1

I'm developing a "plug 'n play" system in which individual components can registered and associated with an uploaded file using the Application GUI.

But to be really "plug 'n play" the Application must recognize the component and since each component is a class I could accomplish this by using interfaces.

But how can I validate the contents of an uploaded file searching for an specific interface?

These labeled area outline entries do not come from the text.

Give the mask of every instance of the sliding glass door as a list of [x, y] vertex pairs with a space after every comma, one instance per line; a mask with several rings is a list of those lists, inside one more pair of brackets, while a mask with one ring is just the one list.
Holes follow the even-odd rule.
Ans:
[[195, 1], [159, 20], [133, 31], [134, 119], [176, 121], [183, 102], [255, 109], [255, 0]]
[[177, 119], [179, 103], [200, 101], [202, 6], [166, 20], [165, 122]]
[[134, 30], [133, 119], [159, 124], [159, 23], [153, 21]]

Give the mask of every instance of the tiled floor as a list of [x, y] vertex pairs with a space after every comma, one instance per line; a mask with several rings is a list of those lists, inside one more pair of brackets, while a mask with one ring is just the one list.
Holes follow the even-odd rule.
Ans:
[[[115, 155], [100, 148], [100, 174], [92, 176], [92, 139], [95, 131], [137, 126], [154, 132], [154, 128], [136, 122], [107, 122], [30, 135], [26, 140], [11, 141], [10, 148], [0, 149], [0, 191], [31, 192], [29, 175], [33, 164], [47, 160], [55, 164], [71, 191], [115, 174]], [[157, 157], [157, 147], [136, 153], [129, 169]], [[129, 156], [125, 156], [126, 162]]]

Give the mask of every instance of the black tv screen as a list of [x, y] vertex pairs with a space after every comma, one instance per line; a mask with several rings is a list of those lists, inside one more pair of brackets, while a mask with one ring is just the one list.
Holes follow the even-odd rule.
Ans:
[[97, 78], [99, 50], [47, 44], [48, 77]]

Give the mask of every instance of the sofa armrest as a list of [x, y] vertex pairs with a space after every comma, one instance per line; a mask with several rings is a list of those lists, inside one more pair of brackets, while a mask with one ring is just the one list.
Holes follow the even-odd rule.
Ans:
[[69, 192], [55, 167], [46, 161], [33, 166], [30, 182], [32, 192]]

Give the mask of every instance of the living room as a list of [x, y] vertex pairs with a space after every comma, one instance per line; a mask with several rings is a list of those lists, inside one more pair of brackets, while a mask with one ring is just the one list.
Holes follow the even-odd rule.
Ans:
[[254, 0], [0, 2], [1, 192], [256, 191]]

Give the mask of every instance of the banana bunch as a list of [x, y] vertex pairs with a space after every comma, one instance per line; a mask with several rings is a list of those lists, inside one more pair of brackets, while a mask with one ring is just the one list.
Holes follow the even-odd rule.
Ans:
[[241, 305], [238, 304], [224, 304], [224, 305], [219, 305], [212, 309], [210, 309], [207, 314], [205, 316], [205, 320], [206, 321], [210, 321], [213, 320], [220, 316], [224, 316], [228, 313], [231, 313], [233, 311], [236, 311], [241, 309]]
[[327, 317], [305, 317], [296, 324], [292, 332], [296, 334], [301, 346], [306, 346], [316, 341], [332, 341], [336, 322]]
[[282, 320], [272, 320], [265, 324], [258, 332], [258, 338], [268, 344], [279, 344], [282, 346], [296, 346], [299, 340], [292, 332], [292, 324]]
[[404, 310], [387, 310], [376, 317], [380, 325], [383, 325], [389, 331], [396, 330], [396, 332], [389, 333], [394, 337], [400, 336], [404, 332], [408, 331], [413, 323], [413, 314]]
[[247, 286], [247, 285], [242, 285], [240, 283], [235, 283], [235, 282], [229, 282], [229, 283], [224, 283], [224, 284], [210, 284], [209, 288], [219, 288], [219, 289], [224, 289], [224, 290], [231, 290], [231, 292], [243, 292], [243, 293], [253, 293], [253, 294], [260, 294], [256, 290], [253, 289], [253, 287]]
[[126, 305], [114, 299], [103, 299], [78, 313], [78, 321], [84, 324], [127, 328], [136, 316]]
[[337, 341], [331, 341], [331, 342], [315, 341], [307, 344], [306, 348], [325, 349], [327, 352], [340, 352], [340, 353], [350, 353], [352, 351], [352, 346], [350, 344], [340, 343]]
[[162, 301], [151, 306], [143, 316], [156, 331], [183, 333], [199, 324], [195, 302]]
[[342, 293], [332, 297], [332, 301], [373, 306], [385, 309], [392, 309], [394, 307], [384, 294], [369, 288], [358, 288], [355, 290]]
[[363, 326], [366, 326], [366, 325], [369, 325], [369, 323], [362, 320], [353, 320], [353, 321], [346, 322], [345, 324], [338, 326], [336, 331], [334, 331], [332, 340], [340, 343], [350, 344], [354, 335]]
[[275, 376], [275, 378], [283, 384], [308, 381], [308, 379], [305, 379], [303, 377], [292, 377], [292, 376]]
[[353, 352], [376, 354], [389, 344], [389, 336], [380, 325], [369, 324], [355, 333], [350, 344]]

My first thought was to use Tokenizer but this proved to me harder than I expected. A simple test component file like this:

<?php

class ValidComponent implements Serializable {

    public serialize() {}
    public unserialize( $serialized ) {}
}

After passed by token_get_all() resulted in:

Array
(
    [0] => Array
        (
            [0] => T_OPEN_TAG
            [1] => <?php

            [2] => 1
        )

    [1] => Array
        (
            [0] => T_WHITESPACE
            [1] => 

            [2] => 2
        )

    [2] => Array
        (
            [0] => T_CLASS
            [1] => class
            [2] => 3
        )

    [3] => Array
        (
            [0] => T_WHITESPACE
            [1] =>  
            [2] => 3
        )

    [4] => Array
        (
            [0] => T_STRING
            [1] => ValidComponent
            [2] => 3
        )

    [5] => Array
        (
            [0] => T_WHITESPACE
            [1] =>  
            [2] => 3
        )

    [6] => Array
        (
            [0] => T_IMPLEMENTS
            [1] => implements
            [2] => 3
        )

    [7] => Array
        (
            [0] => T_WHITESPACE
            [1] =>  
            [2] => 3
        )

    [8] => Array
        (
            [0] => T_STRING
            [1] => Serializable
            [2] => 3
        )

    [9] => Array
        (
            [0] => T_WHITESPACE
            [1] =>  
            [2] => 3
        )

    [10] => U
    [11] => Array
        (
            [0] => T_WHITESPACE
            [1] => 


            [2] => 3
        )

    [12] => Array
        (
            [0] => T_PUBLIC
            [1] => public
            [2] => 5
        )

    [13] => Array
        (
            [0] => T_WHITESPACE
            [1] =>  
            [2] => 5
        )

    [14] => Array
        (
            [0] => T_STRING
            [1] => serialize
            [2] => 5
        )

    [15] => U
    [16] => U
    [17] => Array
        (
            [0] => T_WHITESPACE
            [1] =>  
            [2] => 5
        )

    [18] => U
    [19] => U
    [20] => Array
        (
            [0] => T_WHITESPACE
            [1] => 

            [2] => 5
        )

    [21] => Array
        (
            [0] => T_PUBLIC
            [1] => public
            [2] => 6
        )

    [22] => Array
        (
            [0] => T_WHITESPACE
            [1] =>  
            [2] => 6
        )

    [23] => Array
        (
            [0] => T_STRING
            [1] => unserialize
            [2] => 6
        )

    [24] => U
    [25] => Array
        (
            [0] => T_WHITESPACE
            [1] =>  
            [2] => 6
        )

    [26] => Array
        (
            [0] => T_VARIABLE
            [1] => $serialized
            [2] => 6
        )

    [27] => Array
        (
            [0] => T_WHITESPACE
            [1] =>  
            [2] => 6
        )

    [28] => U
    [29] => Array
        (
            [0] => T_WHITESPACE
            [1] =>  
            [2] => 6
        )

    [30] => U
    [31] => U
    [32] => Array
        (
            [0] => T_WHITESPACE
            [1] => 

            [2] => 6
        )

    [33] => U
)

Not only this is not very efficient because real components might be much bigger and result in huge arrays but I don't think it's very trustable.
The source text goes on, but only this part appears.